Teach Methods Across the Curriculum: Interviews and the Classroom

The MethodSpace focus for August 2019 was on teaching research methods. You can find the series and related posts here.

You can help your students develop research skills, even when you are not teaching courses that focus on research methods. Create active, experiential projects that ask students to collect and analyze responses to written or verbal questions. Being able to ask thoughtful questions is a valuable life, career AND research skillset!

Students can question others in the class, people in their own families or communities, or they can conduct expert interviews with individuals who have experience or expertise related to the topic at hand. Students can plan and use surveys, questionnaires, or interviews.

Here is an example from my own teaching life.

I taught a Masters’ level online class about leadership skills. One of the course assignments asked students to interview a leader about how they handled various issues central to the course. Initial assignments for the project included a plan, including discussion about who had agreed to be interviewed and where the interview would take place, online or face-to-face. The interview questions were another deliverable. I was able to make sure that the questions were appropriate and relevant to the subjects covered in the course. They did not complete a full data analysis, instead they discussed and wrote about what they learned. They were able to compare and contrast the responses from interviews conducted by their peers. They were also able to compare and contrast what their interviewees said about leadership in the real world with the principles suggested in texts and readings. 

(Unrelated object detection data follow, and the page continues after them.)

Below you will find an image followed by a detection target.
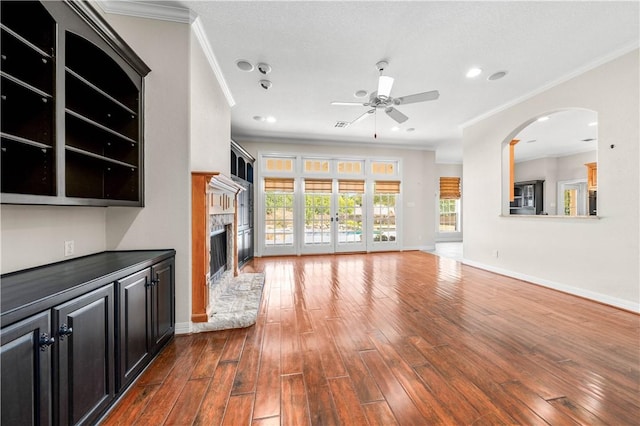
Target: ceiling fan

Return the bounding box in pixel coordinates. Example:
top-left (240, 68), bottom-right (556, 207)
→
top-left (331, 61), bottom-right (440, 125)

This kind of interview exercise could be completed by individual students or small teams. While my class was offered online, some students sat down with people in their own local communities and others interviewed people online.

Interviews to brought real-world knowledge into the classroom.

In addition to gaining insights into the course content not possible from readings alone, these students took one step forward in development of skills they could use to conduct scholarly or professional research. Students were engaged and motivated.

I created a detailed media piece about using interviews for this kind of classroom exercise. View Active E-Learning with E-Interviews and download a short hand out: Develop Skills through Class Projects. These materials are part of the ancillary materials for the book Qualitative Online Interviews.

In this example, the informal interviews on topics that were not sensitive or confidential did not merit approval by the Institutional Review Board. They used a simple agreement form that I provided. This is an issue you will want to check with your own institution before moving forward with this type of learning activity.